A report by Hoover Institution reveals that there are over 250 published research collaborations between the US and Chinese academicians, that are extremely crucial to that country’s defence research and industrial base, could possibly be getting leaked to China.
According to the report, the Chinese scientists collaborating with the American researchers are involved in stealth technology and classified weapons studies. They are employed by the People’s Liberation Army’s (PLA) General Arms Department and are engaged in work on high-tech naval systems.
However, the report does not mention whether any of the studies done with American partners were directly related to weapons development. Nevertheless, it raised the question – why Chinese academies that serve the advancement of China’s military are sending researchers to the US and why was Washington accepting them.
US President Donald Trump’s “Proclamation on the Suspension of Entry as Non-immigrants of Certain Students and Researchers from the People’s Republic of China” came into effect on June 1.
In July, the US Justice Department charged four researchers with visa fraud after lying about their work for China’s People’s Liberation Army (PLA).
“Our actions are a direct consequence of Chinese government strategies and policies that exploit the access of some of China’s brightest graduate students and researchers, in targeted fields, to divert and steal sensitive technologies and intellectual property from US institutions, taking undue advantage of our open and collaborative academic and research environment,” said Mike Pompeo, US Secretary of State.
According to John Pomfret, an author and former Washington Post bureau chief in Beijing, the US government and society were generally sympathetic to China’s growth based on the idea that, as China strengthened, it would embrace Western values.
However, that mood has shifted, given the wholesale rejection of a more pluralistic society by the leadership of the Chinese Communist Party. “The party continues to threaten democratic Taiwan with invasion and is engaged in a widespread crackdown on dissent, not just on mainland China, including in Xinjiang, but also in the Chinese territory of Hong Kong,” he added.
The Hoover report looked into 254 articles that were co-authored by US-based researchers from seven Chinese universities that “were originally founded either as institutes of the People’s Liberation Army (PLA) or from mergers of military engineering academies”.

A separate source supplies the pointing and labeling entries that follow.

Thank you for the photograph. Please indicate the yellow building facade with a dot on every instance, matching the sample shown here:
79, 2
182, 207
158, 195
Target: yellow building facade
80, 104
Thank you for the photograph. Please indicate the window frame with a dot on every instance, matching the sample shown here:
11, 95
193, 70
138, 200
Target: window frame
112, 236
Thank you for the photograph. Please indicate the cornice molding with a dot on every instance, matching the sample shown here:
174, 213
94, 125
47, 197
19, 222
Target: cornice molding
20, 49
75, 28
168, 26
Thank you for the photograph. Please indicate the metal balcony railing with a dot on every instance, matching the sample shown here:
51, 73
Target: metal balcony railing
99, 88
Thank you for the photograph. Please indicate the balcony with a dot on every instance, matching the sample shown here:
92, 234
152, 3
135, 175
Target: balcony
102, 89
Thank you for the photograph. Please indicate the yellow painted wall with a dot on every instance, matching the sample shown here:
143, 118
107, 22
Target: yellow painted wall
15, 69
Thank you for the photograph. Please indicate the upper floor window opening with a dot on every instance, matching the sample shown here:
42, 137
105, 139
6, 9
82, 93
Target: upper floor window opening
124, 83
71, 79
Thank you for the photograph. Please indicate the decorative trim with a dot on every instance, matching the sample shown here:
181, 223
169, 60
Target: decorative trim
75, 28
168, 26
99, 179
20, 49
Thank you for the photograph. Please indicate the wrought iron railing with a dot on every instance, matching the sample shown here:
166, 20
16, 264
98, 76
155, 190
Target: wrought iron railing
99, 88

It further stated that the main aim of these universities is to support China’s defence research and industrial base and promote or execute military-civil fusion policies which use civilian research into military applications.
The universities include the Beijing Institute of Technology, Beijing University of Aeronautics and Astronautics, the Harbin Institute of Technology, Harbin Engineering University, Northwestern Polytechnical University, Nanjing University of Aeronautics and Astronautics and Nanjing University of Science and Technology.
“Four of the seven institutions are on the U.S. Department of Commerce’s Entity List for export control purposes, but U.S. universities still allow their scientists to collaborate with researchers from those Chinese institutions,” stated Pomfret.
The report didn’t claim that the American researchers broke the law but argued that it was not in the US’ national interest to collaborate and assist with the military development efforts of China, a nation that the US government constantly sees as a strategic competitor and military rival.
“These cases establish that US scholars and research institutions have been contributing directly to the [People’s Republic of China’s] military modernization,” the report concluded. It advised US research institutions to expand vetting and due diligence of collaborations with Chinese partners.